Guide

Regular expressions (regex) explained: patterns, groups and pitfalls

A regular expression is a compact pattern language for matching text. Need to validate an email field, extract dates from log lines, or rename a thousand files? Regex is often the fastest answer — until it becomes the hardest-to-debug part of your codebase. This guide explains the syntax that works across most engines, walks through patterns you will actually use, and covers the traps (greedy quantifiers, catastrophic backtracking, engine differences) that turn a one-liner into a production incident. If you are new to programming strings in general, start with our Python fundamentals primer or JavaScript event loop guide for language context; this page focuses on regex itself.

What regex is — and what it is not

Regex engines scan input left to right, trying to match your pattern against substrings. A match succeeds when the entire pattern (or a flagged global search) aligns with part of the text. Regex is excellent for structured-ish text: log parsing, input validation, search-and-replace in editors, and lightweight extraction.

Regex is not a HTML parser, JSON validator, or general programming language. Patterns that try to match nested tags or arbitrary JSON quickly become unreadable and brittle. For hierarchical data, use a DOM parser, JSON.parse, or a proper grammar tool. Regex belongs in the "quick filter" layer — not the core data model.

Core building blocks

Literals and escaping

Most characters match themselves: cat matches the substring "cat". Metacharacters — . * + ? ^ $ ( ) [ ] { } | \ — need a backslash to match literally: \. matches a period. In JavaScript string literals you often write \\d because the string itself consumes one backslash.

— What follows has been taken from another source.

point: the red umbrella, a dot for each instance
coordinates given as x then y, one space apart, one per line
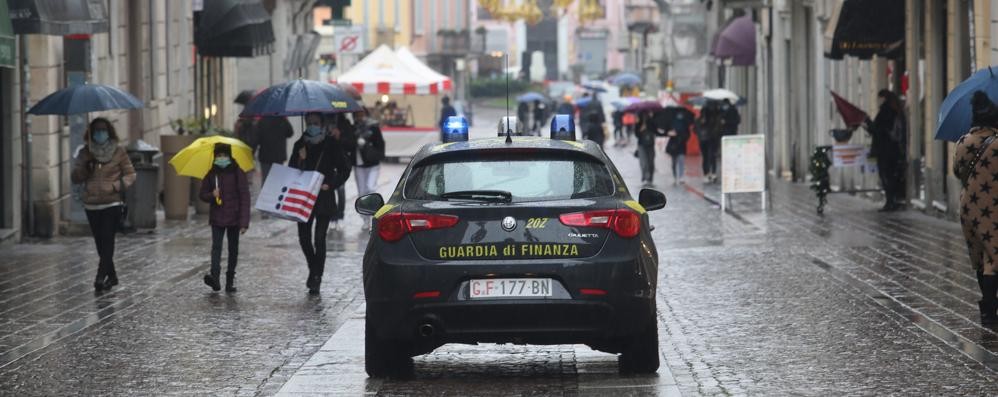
852 115
642 106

The dot and character classes

. matches any single character except newline (unless the s flag is set). \d matches a digit; \w matches word characters (letters, digits, underscore); \s matches whitespace. Uppercase versions (\D, \W, \S) invert the set.

Square brackets define custom classes: [aeiou] matches one vowel; [a-z0-9_-] matches a slug character. A leading caret inside brackets negates: [^0-9] matches any non-digit. Ranges are inclusive; put - first or last if you need a literal hyphen.

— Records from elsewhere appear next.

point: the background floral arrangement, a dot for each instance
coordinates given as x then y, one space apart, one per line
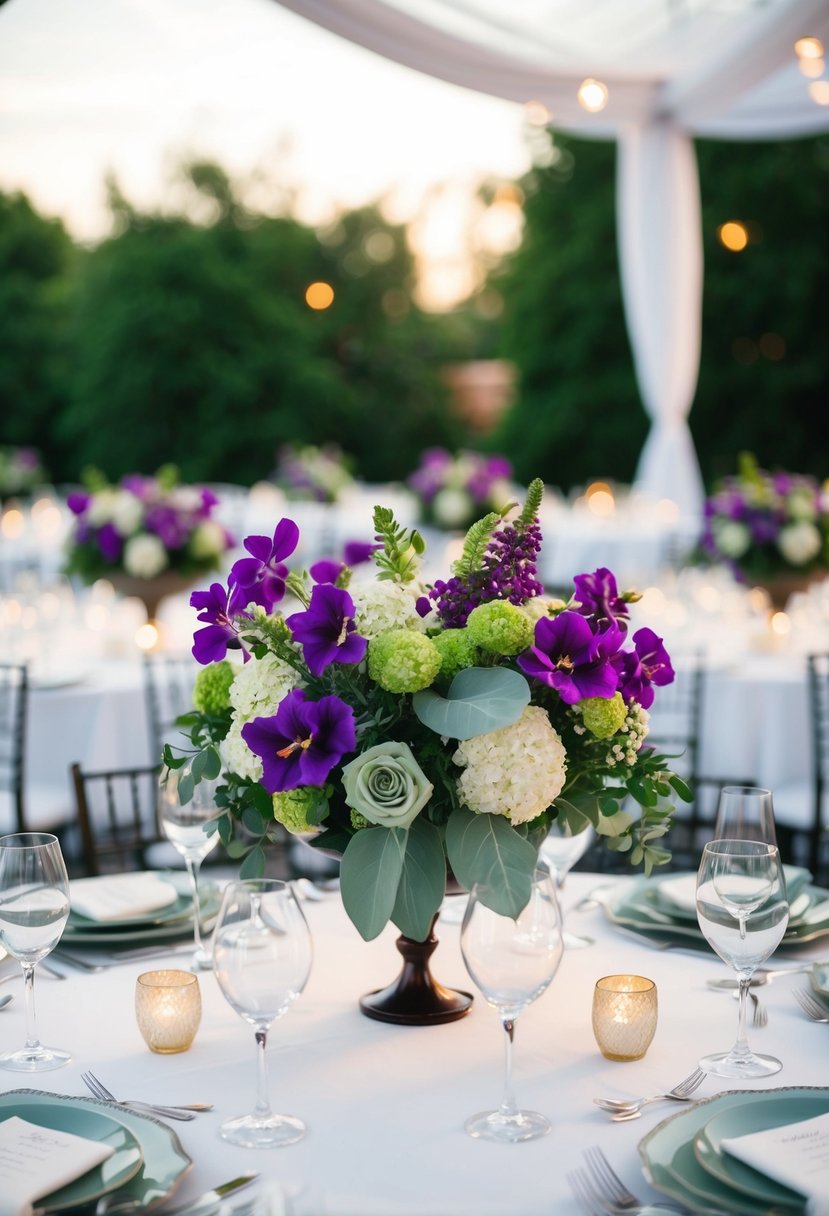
763 524
21 471
454 490
319 474
144 527
411 727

Quantifiers: how many times

  • * — zero or more (greedy)
  • + — one or more (greedy)
  • ? — zero or one (greedy)
  • {3} — exactly three
  • {2,5} — between two and five
  • {4,} — four or more

Append ? after a quantifier for lazy (non-greedy) matching: .*? matches as few characters as possible. This matters when extracting content between delimiters — greedy .* often swallows too much.

Anchors and word boundaries

^ anchors to the start of a line (or string); $ to the end. \b is a word boundary — the gap between a word character and a non-word character. \bcat\b matches "cat" in "the cat sat" but not "category". Multiline mode (m flag) makes ^ and $ match line breaks inside the string.

Groups, alternation and backreferences

Parentheses create capturing groups: (\d{4})-(\d{2})-(\d{2}) on "2026-06-07" captures year, month, and day in groups 1, 2, and 3. Most APIs expose these as match[1], match[2], etc., or named groups (?<year>\d{4}) in modern engines.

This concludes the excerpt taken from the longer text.